O alerta é de Manuel Faustino, primeiro diretor dos serviços do IRS do Fisco, que afirma que, do lado dos contribuintes, o sistema "é muito pouco transparente e está muito pouco aprofundada do ponto de vista dos seus direitos e das suas garantias".
O especialista em IRS esclarece que, aquando o lançamento do e-fatura, a 1 de janeiro de 2013, os contribuintes “tinham escolha” em relação ao benefício de dedução de 15% do IVA suportado com as despesas em setores considerados de risco, como a restauração e hotelaria, os cabeleireiros e a reparação de veículos, em sede de IRS, até um limite máximo de 250 euros.

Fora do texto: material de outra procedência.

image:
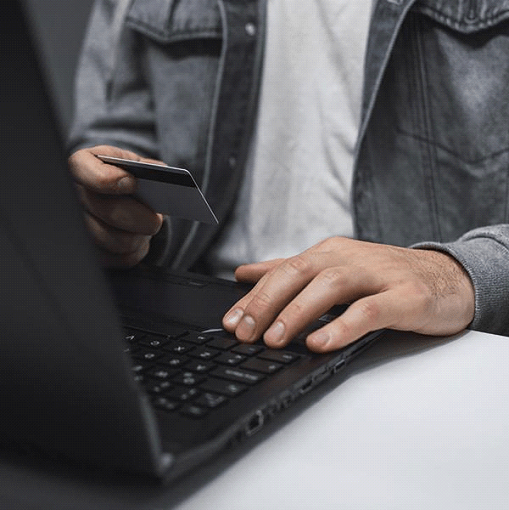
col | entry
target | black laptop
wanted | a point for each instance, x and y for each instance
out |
(126, 371)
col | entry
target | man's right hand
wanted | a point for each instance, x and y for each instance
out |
(121, 226)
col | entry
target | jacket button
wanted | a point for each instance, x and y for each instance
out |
(250, 29)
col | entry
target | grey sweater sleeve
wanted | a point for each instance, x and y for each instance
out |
(484, 253)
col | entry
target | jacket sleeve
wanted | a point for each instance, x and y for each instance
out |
(113, 100)
(484, 253)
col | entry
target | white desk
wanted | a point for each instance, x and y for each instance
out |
(429, 430)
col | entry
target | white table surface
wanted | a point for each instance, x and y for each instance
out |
(422, 430)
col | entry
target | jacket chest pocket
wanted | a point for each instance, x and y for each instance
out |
(458, 68)
(182, 41)
(444, 100)
(171, 21)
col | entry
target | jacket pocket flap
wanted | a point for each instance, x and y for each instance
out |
(466, 16)
(172, 20)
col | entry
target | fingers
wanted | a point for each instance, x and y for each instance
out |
(388, 287)
(121, 212)
(120, 225)
(94, 175)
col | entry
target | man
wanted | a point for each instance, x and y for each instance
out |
(294, 156)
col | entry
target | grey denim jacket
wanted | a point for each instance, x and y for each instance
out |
(178, 80)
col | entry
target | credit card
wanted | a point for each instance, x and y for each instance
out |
(166, 189)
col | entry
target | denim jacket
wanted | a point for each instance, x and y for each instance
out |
(178, 80)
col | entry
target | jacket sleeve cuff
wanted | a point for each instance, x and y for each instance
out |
(484, 254)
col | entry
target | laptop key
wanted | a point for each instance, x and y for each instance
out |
(278, 356)
(193, 411)
(247, 349)
(237, 375)
(188, 379)
(210, 400)
(184, 394)
(226, 388)
(198, 338)
(222, 342)
(229, 358)
(159, 388)
(165, 404)
(261, 365)
(204, 353)
(161, 374)
(146, 355)
(153, 341)
(172, 360)
(200, 367)
(178, 347)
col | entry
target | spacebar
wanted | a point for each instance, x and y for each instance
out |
(237, 375)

Se os contribuintes quisessem beneficiar deste incentivo, indicavam o NIF, mas, caso contrário, não o indicavam, o que "não prejudicava o quadro da dedutibilidade das outras despesas do regime jurídico em vigor", tal como a Comissão Nacional de Proteção de Dados (CNPD) tinha recomendado num parecer de 2012.
Nesse parecer, solicitado pelo governo de então, a CNPD considerou que estava em causa "um tratamento de dados pessoais sensíveis porque atinentes à vida privada dos cidadãos", sendo "essencial garantir que o contribuinte singular que opte por não fornecer o seu NIF ao emitente da fatura, por motivos legítimos como a salvaguarda da sua privacidade, não possa ser de algum modo penalizado em relação às vantagens que tem vindo a obter ao abrigo do regime jurídico vigente".
Mas, depois da reforma do IRS de 2014, e a “partir do dia 1 de janeiro de 2015, apenas as faturas com NIF passaram a ser consideradas para as deduções em sede de IRS", esclarece Manuel Faustino, para quem se tratou de uma "mutação extremamente significativa" e "contrária à letra e ao espírito da lei da proteção de dados".
O fiscalista refere ainda que, tendo em conta o parecer de 2012 da CNPD, que não foi chamada a apreciar o diploma da reforma do IRS, esta comissão "jamais poderia concordar com esta opção, uma vez que, "legitimamente, o contribuinte tem direito a não dar o seu NIF, mas também tem o direito de não ficar prejudicado em relação à dedutibilidade das despesas" que pode abater no IRS.
Em 2013, e após "várias queixas recebidas", a CNPD verificou que "estavam a ser processados pela AT [Autoridade Tributária] mais dados do que aqueles que eram necessários", tendo "ordenado à AT a tomada de um conjunto de medidas para corrigir a situação", indicou, em declarações à Lusa, uma fonte oficial da comissão que também esclareceu que, numa segunda ação fiscalizadora, verificaram que "foram cumpridas as determinações da CNPD".
Manuel Faustino aponta ainda "outra falta gravíssima" no portal em relação à proteção de dados que é a questão de quem tem acesso a estas informações, considerando que esta situação "é um bocado difusa".
No parecer de 2012, a CNPD recomendou que o diploma "deveria claramente prever uma separação lógica da informação pessoal relativa a cada transação, com acesso limitado aos funcionários com tarefas inspetivas", mas a opção do legislador foi seguir o disposto na Lei Geral Tributária (LGT).
Por seu lado, a LGT determina que a AT deve "adotar as medidas de segurança necessárias relativamente aos dados pessoais comunicados para impedir a respetiva consulta ou utilização indevida por qualquer pessoa ou forma não autorizada" e também "garantir que o acesso aos dados pessoais está limitado às pessoas autorizadas no âmbito das suas atribuições legais". No entanto, não restringe este acesso explicitamente aos inspetores tributários.
O sistema eletrónico de emissão de faturas e sua comunicação ao Fisco fez com que, desde janeiro de 2013, seja obrigatória a emissão de fatura, mesmo nos casos em que os consumidores finais não a solicitem.
O objetivo foi o de "estimular o cumprimento da obrigação de emissão de faturas em todas as operações económicas", e, segundo o último relatório de combate à fraude e evasão fiscal, até 2016 tinham sido comunicadas, no total, mais de 20 mil milhões de faturas.